CBM will use the funds to add automation to its manufacturing operations from pre-clinical all the way through commercial scale. That includes process development, viral vector manufacturing, cell processing, plasmid DNA and cell banking, it said. The company will bring 700,000 additional square feet of capacity online and hire staff members for its site outside Philadelphia. The space will be run by The Discovery Labs.

The deal has been in the works since last January. It comes eight months after SK’s takeover of the French gene and cell therapy company Yposkesi.
CBM was established in 2019. It announced over the summer that it would invest $132 million in production capacity in mRNA and viral vector operations in a project set to be operational by 2024. That expansion will add more than 1 million square feet of production space in Andong, South Korea, and was the first site in the country to get the OK for Covid-19 vaccine manufacturing on the continent.
“We chose to partner with SK based on our shared deep desire to cure cancer and eradicate genetic disease,” CBM chairman Brian O’Neill said in a statement. “Thousands of people are dying every day, and we have the ability to cure patients by manufacturing these new technologies.

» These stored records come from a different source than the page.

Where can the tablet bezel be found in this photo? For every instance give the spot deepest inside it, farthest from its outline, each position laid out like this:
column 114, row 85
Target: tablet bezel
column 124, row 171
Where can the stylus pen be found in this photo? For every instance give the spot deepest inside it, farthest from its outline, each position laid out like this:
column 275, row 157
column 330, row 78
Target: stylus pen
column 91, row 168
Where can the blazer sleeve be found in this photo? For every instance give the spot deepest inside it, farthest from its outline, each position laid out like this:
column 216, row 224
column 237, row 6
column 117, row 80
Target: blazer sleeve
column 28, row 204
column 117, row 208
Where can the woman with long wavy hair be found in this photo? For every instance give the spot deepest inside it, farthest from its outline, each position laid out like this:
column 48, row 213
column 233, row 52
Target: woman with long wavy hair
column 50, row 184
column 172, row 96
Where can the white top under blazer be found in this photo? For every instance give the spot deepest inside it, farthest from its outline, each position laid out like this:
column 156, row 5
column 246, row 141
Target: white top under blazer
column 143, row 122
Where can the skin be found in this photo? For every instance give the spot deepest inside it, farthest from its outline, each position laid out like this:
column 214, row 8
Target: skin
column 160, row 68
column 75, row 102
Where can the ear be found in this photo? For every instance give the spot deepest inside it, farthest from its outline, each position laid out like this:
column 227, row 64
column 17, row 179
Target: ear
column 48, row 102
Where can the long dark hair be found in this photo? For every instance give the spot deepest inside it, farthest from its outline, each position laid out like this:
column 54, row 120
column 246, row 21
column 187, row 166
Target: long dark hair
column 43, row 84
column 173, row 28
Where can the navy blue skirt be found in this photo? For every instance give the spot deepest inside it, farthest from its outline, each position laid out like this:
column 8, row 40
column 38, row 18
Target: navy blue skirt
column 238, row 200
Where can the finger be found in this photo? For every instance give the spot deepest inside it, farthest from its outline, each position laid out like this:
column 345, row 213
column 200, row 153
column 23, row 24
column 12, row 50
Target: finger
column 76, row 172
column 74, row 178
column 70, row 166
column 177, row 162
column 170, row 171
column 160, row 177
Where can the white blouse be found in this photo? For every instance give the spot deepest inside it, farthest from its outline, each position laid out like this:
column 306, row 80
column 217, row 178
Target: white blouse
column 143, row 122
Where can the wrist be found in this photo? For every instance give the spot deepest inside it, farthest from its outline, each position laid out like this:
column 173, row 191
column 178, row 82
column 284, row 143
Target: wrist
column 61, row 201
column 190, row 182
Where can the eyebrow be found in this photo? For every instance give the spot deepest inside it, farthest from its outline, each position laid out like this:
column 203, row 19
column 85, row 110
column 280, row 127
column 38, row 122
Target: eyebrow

The move is a step in the right direction for SK Pharmteco to become a top-tier CDMO by 2025, Dong Hoon Lee, the EVP of SK, said in a statement.
In August, South Korean President Moon Jae-in said that he hopes the country can become one of the five largest manufacturing bases in the world by 2025. Moon added biotech manufacturing to the list of national strategic technologies along with semiconductors and batteries and offers tax breaks for those companies to help pay for materials, parts and equipment.